過失割合の考え方(1)過失相殺のしくみ

投稿日:2013.09.16

藤沢市交通事故外傷治療院のブログです。

 

過失相殺のしくみ

 

■過失相殺とは?

交通事故は、加害者だけに過失があるのでしょうか?

交通事故は、加害者だけでなく、被害者にも何らかの過失があることがほとんどです。

交通事故では、損害賠償額を決定するにあたり、加害者だけでなく被害者の過失の程度(過失割合)を考慮して、その分の損害額を減額します。

 

つまり、加害者だけに損害額を負担させるのではなく、加害者と被害者の過失の程度(過失割合)に応じて、当事者間で損害賠償責任を負担し合う制度を「過失相殺」といいます。

 

飲酒運転や無免許運転や、50キロ以上の速度オーバーといった常識外の危険な運転が原因による事故などのように、加害者側の一方的な過失があるケースを除き、被害者の過失の程度に応じて、被害者の過失相当分が損害額から減額されます。

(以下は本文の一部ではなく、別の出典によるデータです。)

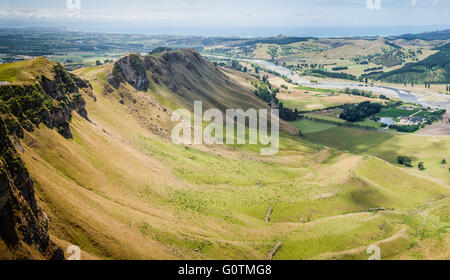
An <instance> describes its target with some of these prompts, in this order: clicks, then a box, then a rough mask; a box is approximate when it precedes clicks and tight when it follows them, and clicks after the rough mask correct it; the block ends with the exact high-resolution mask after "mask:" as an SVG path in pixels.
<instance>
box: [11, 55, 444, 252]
mask: <svg viewBox="0 0 450 280" xmlns="http://www.w3.org/2000/svg"><path fill="white" fill-rule="evenodd" d="M180 53H181V54H184V55H183V56H182V57H183V59H180V58H179V55H180ZM164 56H165V55H164V53H163V54H161V55H160V56H157V57H153V58H142V57H139V56H136V57H135V58H130V56H126V57H124V58H125V59H124V61H122V62H118V63H116V64H108V65H104V66H100V67H90V68H84V69H80V70H77V71H76V74H77V75H78V76H80V77H83V78H85V79H88V80H89V81H90V82H91V84H92V92H91V91H89V90H80V92H81V95H82V97H84V100H85V102H86V106H85V109H86V111H87V112H88V115H89V120H87V119H85V118H83V117H82V116H81V115H80V114H78V113H76V112H73V113H72V119H71V120H70V122H69V128H70V131H71V134H72V136H73V137H72V138H71V139H70V138H65V137H64V136H63V135H61V134H60V133H58V131H57V130H55V129H51V128H50V127H47V126H46V125H40V126H39V129H35V130H34V131H26V130H25V131H24V136H23V139H21V140H20V143H21V145H22V147H23V149H24V153H22V154H20V155H21V158H22V160H23V161H24V163H25V165H26V167H27V169H28V170H29V173H30V174H31V178H32V179H33V182H34V186H35V189H36V196H37V198H38V201H40V202H39V204H40V206H41V207H42V208H43V209H44V210H45V212H46V213H47V214H48V217H49V219H50V223H49V232H50V236H54V237H56V238H54V240H63V241H65V242H64V243H63V242H61V243H60V244H61V245H63V244H67V243H69V244H74V245H77V246H80V247H81V248H82V249H83V250H85V251H87V252H88V253H90V254H92V255H94V256H96V257H98V258H101V259H266V258H267V255H268V253H269V252H270V250H271V248H273V246H274V245H275V244H276V243H278V242H279V241H282V243H283V245H282V247H281V248H280V250H279V251H278V253H277V254H276V255H275V256H274V258H275V259H310V258H323V256H328V255H329V254H330V255H333V254H332V253H338V252H342V251H346V250H351V249H354V248H360V247H363V246H368V245H370V244H373V243H375V242H378V241H380V242H381V241H383V240H386V239H389V237H395V236H396V234H397V233H398V229H399V227H404V228H407V229H408V231H407V234H406V235H407V236H406V237H405V239H402V242H401V243H400V244H397V243H396V244H394V245H391V246H389V248H388V249H389V254H386V256H388V257H389V258H396V257H398V256H399V255H400V254H402V256H409V250H410V249H411V248H412V249H414V250H418V251H420V247H417V246H419V245H421V244H423V243H422V242H433V244H436V247H437V249H436V253H435V254H436V255H430V256H429V257H430V258H432V257H434V256H438V255H440V254H442V250H439V245H442V244H443V241H442V238H444V240H445V237H446V236H447V235H446V233H445V232H443V231H442V227H444V226H445V220H442V221H441V220H439V219H440V218H439V217H441V216H442V217H445V215H447V214H446V213H447V212H446V211H447V210H448V207H447V206H448V201H447V200H445V199H443V197H445V196H446V195H448V188H447V187H446V186H443V185H441V184H440V183H439V182H435V181H433V180H432V179H430V178H427V177H418V176H415V175H414V174H411V173H410V172H408V171H407V170H405V169H401V168H397V167H394V166H392V165H390V164H389V163H386V162H384V161H381V160H378V159H374V158H371V157H360V156H354V155H349V154H346V153H342V152H339V151H335V150H330V149H326V148H324V147H321V146H317V145H313V144H311V143H307V142H304V141H303V140H301V139H300V138H296V137H293V136H289V135H287V134H282V136H281V139H280V141H281V143H280V153H278V154H277V155H275V156H272V157H265V156H261V155H260V154H259V146H258V145H256V146H253V145H227V146H224V145H212V146H208V145H195V146H184V145H175V144H173V143H172V142H171V141H170V140H169V139H168V137H167V135H168V133H169V131H170V128H171V126H172V125H173V124H172V123H171V122H170V112H171V110H173V109H175V108H179V107H186V108H191V106H192V105H191V103H192V101H193V100H195V99H196V98H200V100H204V103H205V104H208V105H207V106H217V107H220V108H225V107H226V106H230V108H236V107H237V108H239V107H240V108H245V107H244V106H243V105H245V104H248V105H249V106H252V105H251V102H252V100H254V98H255V97H254V96H253V95H252V91H251V86H250V81H248V79H249V77H248V76H245V75H243V74H240V73H236V72H226V70H224V69H221V68H215V67H214V65H212V64H208V62H202V61H200V62H199V61H198V59H197V58H196V53H195V52H193V51H189V50H182V51H177V52H167V54H166V56H167V57H166V59H165V58H163V57H164ZM172 56H175V57H177V59H173V58H168V57H172ZM127 57H128V58H127ZM135 59H136V60H135ZM138 59H139V60H138ZM146 59H147V60H151V61H152V62H153V63H155V65H156V66H158V67H161V68H160V72H161V74H159V73H158V70H155V69H156V66H154V67H155V68H152V67H148V69H147V68H146V67H145V66H144V68H141V67H140V66H137V67H131V68H129V66H128V65H131V64H134V63H133V62H132V61H135V62H136V65H138V64H139V61H141V62H143V63H142V65H145V64H144V61H145V60H146ZM200 59H201V58H200ZM201 60H203V59H201ZM164 61H171V62H170V63H166V64H164ZM203 63H205V64H203ZM120 64H122V66H119V65H120ZM189 64H192V65H194V68H195V69H196V70H197V71H195V70H192V71H187V70H186V69H187V68H186V67H187V65H189ZM136 65H135V66H136ZM116 67H118V68H116ZM114 68H116V70H114ZM177 68H178V69H179V70H177ZM143 69H145V71H143ZM150 69H153V70H150ZM216 69H217V70H218V72H217V71H216ZM129 70H130V71H129ZM178 71H179V72H178ZM210 71H213V72H210ZM114 72H116V74H114ZM144 72H145V74H146V76H147V80H148V84H147V82H146V79H145V75H143V73H144ZM197 72H198V73H197ZM119 73H120V75H118V74H119ZM155 73H156V74H155ZM164 73H166V74H164ZM199 74H200V75H201V76H202V77H203V78H202V79H200V78H199ZM120 76H122V77H120ZM153 76H155V77H157V78H158V81H159V84H158V83H156V82H155V81H154V79H153ZM118 77H119V78H118ZM120 78H122V79H121V80H115V79H120ZM113 79H114V80H113ZM246 79H247V80H246ZM225 81H227V82H225ZM216 82H217V83H218V84H215V83H216ZM172 85H176V87H177V90H176V91H175V90H174V91H172V90H170V87H171V86H172ZM114 87H116V88H114ZM188 87H189V88H190V89H191V90H189V88H188ZM145 89H146V90H145ZM233 89H234V91H233ZM209 90H212V91H209ZM202 94H205V95H208V97H205V98H203V97H202ZM92 96H95V98H93V97H92ZM228 96H230V99H228V98H227V97H228ZM233 100H236V102H238V103H236V104H233V103H232V102H234V101H233ZM255 102H256V103H255V104H256V106H259V105H258V104H261V103H258V102H259V101H257V100H255ZM261 105H262V106H265V104H261ZM253 106H255V105H253ZM428 203H433V204H432V206H430V205H428ZM437 205H439V207H437ZM271 206H272V208H273V210H274V211H273V214H272V216H271V218H270V221H269V222H268V223H266V222H265V217H266V215H267V210H268V208H269V207H271ZM382 207H384V208H386V209H389V210H387V211H379V213H376V212H377V211H376V210H372V211H371V210H370V209H371V208H382ZM428 207H433V209H435V208H436V209H439V211H440V212H436V213H434V214H433V215H432V217H433V221H435V222H436V226H435V224H433V225H432V226H430V227H427V229H428V228H429V229H430V232H429V233H430V234H431V233H432V235H430V236H428V235H427V236H426V237H424V239H423V241H422V239H420V238H419V234H420V231H421V228H420V227H419V226H418V225H417V224H421V222H420V223H417V220H419V219H420V218H421V214H420V213H419V212H417V209H428ZM430 209H431V208H430ZM405 240H406V241H405ZM411 244H419V245H417V246H414V245H411ZM442 247H443V246H442ZM63 249H65V248H64V247H63ZM358 252H359V251H358ZM416 252H417V251H414V252H413V253H416ZM333 256H334V255H333ZM443 256H444V258H448V255H445V252H444V255H443ZM356 257H357V258H363V257H364V256H362V257H361V256H360V255H358V256H356ZM325 258H326V257H325Z"/></svg>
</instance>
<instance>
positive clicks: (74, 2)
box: [66, 0, 81, 11]
mask: <svg viewBox="0 0 450 280" xmlns="http://www.w3.org/2000/svg"><path fill="white" fill-rule="evenodd" d="M66 7H67V9H69V10H75V11H78V10H81V0H67V1H66Z"/></svg>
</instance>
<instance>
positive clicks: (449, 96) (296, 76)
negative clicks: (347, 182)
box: [242, 59, 450, 111]
mask: <svg viewBox="0 0 450 280" xmlns="http://www.w3.org/2000/svg"><path fill="white" fill-rule="evenodd" d="M242 61H247V62H250V63H254V64H258V65H260V66H261V67H263V68H265V69H268V70H271V71H274V72H277V73H278V74H280V75H282V76H286V77H288V78H289V79H291V80H292V81H293V82H294V83H297V84H299V85H305V86H308V87H312V88H321V89H345V88H351V89H361V90H369V91H372V92H373V93H374V94H378V95H381V94H383V95H386V96H387V97H391V98H400V99H402V100H403V101H405V102H410V103H418V104H421V105H422V106H425V107H431V108H443V109H447V110H448V111H450V95H444V94H439V93H434V92H426V91H420V90H413V91H412V90H405V89H400V88H395V87H389V86H378V85H374V86H371V85H367V86H366V85H364V84H360V83H356V82H334V81H325V82H319V83H311V82H310V81H309V80H307V79H305V78H302V77H300V76H299V75H298V74H297V73H295V72H293V71H291V70H290V69H289V68H286V67H284V66H280V65H275V64H274V63H272V62H269V61H265V60H256V59H242Z"/></svg>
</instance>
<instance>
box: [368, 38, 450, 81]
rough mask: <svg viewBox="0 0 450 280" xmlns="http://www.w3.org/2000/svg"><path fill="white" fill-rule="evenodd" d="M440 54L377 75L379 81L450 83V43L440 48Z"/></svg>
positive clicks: (438, 52) (439, 52)
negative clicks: (387, 71)
mask: <svg viewBox="0 0 450 280" xmlns="http://www.w3.org/2000/svg"><path fill="white" fill-rule="evenodd" d="M437 50H439V52H438V53H436V54H433V55H431V56H429V57H427V58H426V59H424V60H422V61H419V62H416V63H408V64H406V65H405V66H403V67H402V68H400V69H397V70H393V71H390V72H386V73H383V74H380V75H376V76H375V78H376V79H378V80H382V81H386V82H392V83H416V84H417V83H448V82H450V43H449V44H446V45H443V46H441V47H438V48H437Z"/></svg>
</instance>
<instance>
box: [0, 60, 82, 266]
mask: <svg viewBox="0 0 450 280" xmlns="http://www.w3.org/2000/svg"><path fill="white" fill-rule="evenodd" d="M36 65H40V66H39V67H36ZM11 66H12V68H13V67H15V66H17V65H11ZM20 67H21V69H20V70H19V71H17V72H16V73H17V77H14V83H13V84H11V85H6V86H1V87H0V115H1V121H0V142H1V149H2V150H1V158H0V159H1V161H0V166H1V169H0V247H1V250H0V259H22V258H50V259H62V258H63V257H64V255H63V252H62V250H61V249H60V248H59V247H57V246H56V245H55V244H54V243H53V242H52V241H50V238H49V235H48V217H47V214H45V212H44V211H42V210H41V208H40V207H39V205H38V203H37V201H36V199H35V194H34V191H35V190H34V183H33V181H32V178H31V177H30V174H29V173H28V170H27V168H26V167H25V165H24V162H23V161H22V160H21V154H23V153H24V148H23V146H22V145H21V143H20V141H19V138H23V137H24V135H25V132H32V131H34V130H35V129H36V128H38V127H39V124H41V123H43V124H45V125H46V126H47V127H48V128H57V130H58V132H59V133H60V134H61V135H63V136H64V137H66V138H71V137H72V133H71V130H70V128H69V121H70V119H71V116H72V111H75V112H78V113H79V114H80V115H82V116H83V117H85V118H87V112H86V110H85V109H84V106H85V101H84V99H83V97H82V96H81V92H80V91H84V92H87V91H90V85H89V84H88V83H87V82H86V81H83V80H81V79H80V78H78V77H76V76H75V75H72V74H69V73H67V72H66V71H65V70H64V69H63V68H62V66H61V65H59V64H55V63H53V62H51V61H49V60H46V59H44V58H38V59H35V60H32V61H29V62H27V63H25V64H22V63H21V64H20Z"/></svg>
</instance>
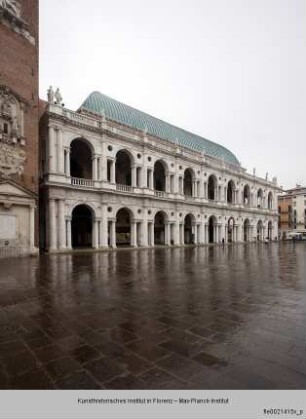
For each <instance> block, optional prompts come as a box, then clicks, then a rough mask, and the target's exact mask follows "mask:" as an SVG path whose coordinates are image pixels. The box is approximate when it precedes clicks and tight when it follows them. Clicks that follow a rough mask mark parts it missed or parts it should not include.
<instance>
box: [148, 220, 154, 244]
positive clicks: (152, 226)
mask: <svg viewBox="0 0 306 419" xmlns="http://www.w3.org/2000/svg"><path fill="white" fill-rule="evenodd" d="M149 226H150V227H149V228H150V236H151V243H150V245H151V246H155V241H154V222H153V221H152V222H151V223H150V224H149Z"/></svg>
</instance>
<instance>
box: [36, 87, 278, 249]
mask: <svg viewBox="0 0 306 419" xmlns="http://www.w3.org/2000/svg"><path fill="white" fill-rule="evenodd" d="M40 185H41V186H40V201H41V202H40V208H41V214H40V226H41V227H40V236H41V237H40V239H41V243H42V248H43V249H44V250H46V251H49V252H59V251H69V250H70V249H79V248H93V249H106V248H112V249H114V248H118V247H120V246H130V247H134V248H135V247H148V246H152V247H153V246H159V245H163V246H182V245H206V244H210V243H216V244H218V243H236V242H259V241H264V240H267V239H269V240H274V238H275V237H277V235H278V231H277V228H278V227H277V223H278V214H277V196H276V194H277V192H278V190H279V189H278V187H277V184H276V179H273V180H272V182H271V181H269V180H268V179H262V178H259V177H256V175H255V174H249V173H247V172H246V170H245V169H244V168H243V167H241V165H240V163H239V161H238V159H237V157H236V156H235V155H234V154H233V153H232V152H231V151H229V150H228V149H226V148H224V147H223V146H221V145H219V144H216V143H214V142H212V141H209V140H207V139H205V138H202V137H200V136H198V135H195V134H192V133H190V132H188V131H186V130H184V129H181V128H178V127H176V126H173V125H171V124H168V123H167V122H164V121H162V120H160V119H157V118H155V117H153V116H150V115H148V114H146V113H144V112H142V111H140V110H137V109H134V108H132V107H130V106H127V105H125V104H123V103H121V102H118V101H117V100H114V99H112V98H110V97H107V96H105V95H103V94H101V93H99V92H93V93H91V94H90V95H89V96H88V97H87V99H86V100H85V101H84V102H83V104H82V105H81V106H80V108H79V109H78V111H76V112H75V111H71V110H69V109H66V108H65V107H64V106H63V105H62V102H61V97H60V94H59V92H57V95H56V92H55V93H54V92H53V90H52V89H51V88H50V90H49V101H48V103H47V104H46V108H45V112H44V114H43V116H42V118H41V122H40Z"/></svg>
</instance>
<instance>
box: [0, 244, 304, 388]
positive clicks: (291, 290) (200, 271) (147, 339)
mask: <svg viewBox="0 0 306 419" xmlns="http://www.w3.org/2000/svg"><path fill="white" fill-rule="evenodd" d="M0 263H1V265H0V290H1V291H0V389H24V388H29V389H52V388H58V389H81V388H82V389H97V388H101V389H222V388H227V389H306V351H305V348H306V347H305V325H306V299H305V288H306V287H305V283H306V246H305V244H304V243H301V244H293V243H288V244H276V243H275V244H271V245H268V246H267V245H265V244H257V245H256V244H254V245H246V246H244V245H237V246H228V247H225V248H222V247H205V248H204V247H203V248H174V249H169V248H165V249H155V250H154V249H145V250H134V251H118V252H105V253H88V254H74V255H71V254H67V255H52V256H43V257H41V258H40V259H39V258H32V259H19V260H13V259H11V260H1V262H0Z"/></svg>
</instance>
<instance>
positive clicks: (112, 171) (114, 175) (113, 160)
mask: <svg viewBox="0 0 306 419" xmlns="http://www.w3.org/2000/svg"><path fill="white" fill-rule="evenodd" d="M111 183H116V164H115V160H111Z"/></svg>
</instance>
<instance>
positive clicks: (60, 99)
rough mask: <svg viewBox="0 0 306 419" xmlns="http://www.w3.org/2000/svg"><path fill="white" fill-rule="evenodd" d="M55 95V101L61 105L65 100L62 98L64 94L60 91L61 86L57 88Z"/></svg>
mask: <svg viewBox="0 0 306 419" xmlns="http://www.w3.org/2000/svg"><path fill="white" fill-rule="evenodd" d="M54 96H55V103H56V104H57V105H61V104H62V101H63V98H62V95H61V92H60V90H59V88H57V89H56V92H55V94H54Z"/></svg>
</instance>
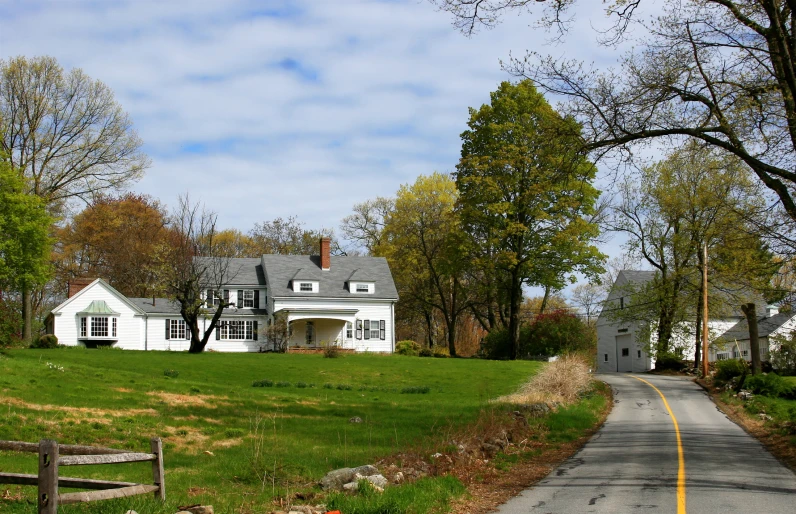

過失相殺による減額は、治療費、休業損害、慰謝料など、その事故で被害者が受けたすべての損害を対象とします。

 

人身事故ではなく、自動車同士または自動車とバイクなどの車両事故(物損事故)の場合にも、それぞれの損害額をそれぞれの過失割合を応じて、負担をします。

 

■例1(歩行者と自動車の事故の場合)

例えば、歩行者が横断歩道ではないところを横断し、通行してきた自動車と事故に遭い、総額100万円の損害を被ったと仮定します。歩行者が被害者で、自動車の運転者が加害者です。

そのときに、歩行者の過失の割合が30%だとすると、加害者が被害者に支払う賠償金額は、30%減額されて70万円になります。

 

■例2(自動車と自動車の事故の場合)

例えば、信号のない交差点で、自動車Aと自動車Bが衝突事故を起こしたとします。自動車B側には、一時停止の標識があったとします。スピードはそれぞれ同じ。また、自動車Aの損害額は200万円、自動車Bの損害額が100万円だとします。

 

そのときの過失割合が、自動車Aが20%、自動車Bが80%だとすると、自動車Aの損害200万のうち、Bは160万円の損害賠償を支払います。自動車Bの損害100万円も、Aは20万円の損害賠償を支払います。

 

つまり、BがAに差引140万円の支払いをするということになります。